水方くんも、はははと愛想笑いをしているのがわかる。
「伊鶴さんこそ、知り合いだったんですね」
「あぁ、俺高校の頃写真部でさ。その時の後輩だよ」
「伊鶴先輩には特に良くしてもらって、『Frieden』のことも教えてもらったんだ。今でも写真のことで色々と教わってるんだよ」
なるほど。水方くんは写真部なんだな。……おっと、どこかのテンション格差が凄い先輩後輩を思い出してしまった。
「織宮くんが前いた学校には写真部あった?」
はいありました。今し方その関係者を思い出していたところです。って違う違う……この変なテンションを引き摺っちゃダメだ。
「うん。あっt――」
「「えっ、織宮くん転校生だったの!?」」
俺が肯定を口にしようとしたら、その前にふたりの驚きの声に掻っ消された。…………ん? ふたり?
「え?」
「え?」
言葉と挙動が見事にシンクロしたふたり――伊鶴さんと、いつの間にか水方くんの背後から顔を覗かせていた祈鷺先輩が、互いに顔を見合わせた。
「き、祈鷺先輩!?」
真っ先に声を上げたのはどちらでもなく、祈鷺先輩の真ん前にいた水方くんだった。
バッと振り返ってわたわたとしていて、目に見えて驚きと焦りを表す。なんか、喫茶店なのにさっきから空気に落ち着きがないな。
「やほ~水方くん~。あ、織宮くんもやほ~」
「「こ、こんにちは」」
水方くんとハモって挨拶を返す。
「祈鷺、お前いつの間に帰ってきてたんだ?」
「ん~? ついさっき~。ベル聞こえなかった~?」
「え、ベル聞こえたか?」
「いえ……俺は全く」
正直、本当に聞こえなかった。入口のベルなんて気にかけてなくても聞こえるものだろうが、1デシベルも耳に入ってこなかった。瞬間移動したと言われた方がまだ信じられる…………言い過ぎか。

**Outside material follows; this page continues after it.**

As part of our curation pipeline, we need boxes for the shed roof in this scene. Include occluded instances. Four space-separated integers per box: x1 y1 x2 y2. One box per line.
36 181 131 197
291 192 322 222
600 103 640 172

というか、さっきからふたりの会話の端で、祈鷺先輩に手を肩に乗せられている水方くんが時間が止まったようにフリーズしているのが気になる。
「ってそんなのどーでもいーんだよ~。織宮くんて転校生だったの?」
はっと俺の方に向き直った祈鷺先輩がその話題を掘り返す。
「ええ……って言っても、もう1ヵ月も前ですけど。言ってませんでした?」
「うん初耳」
「あたしも初耳~」
てっきり知っているものと思っていた。……そういえば言ったことなかったっけか。
ついでに言うと、どうやら店長と史渡さんも知らなかったらしい。
一応、スミマセンと軽く謝っておいた。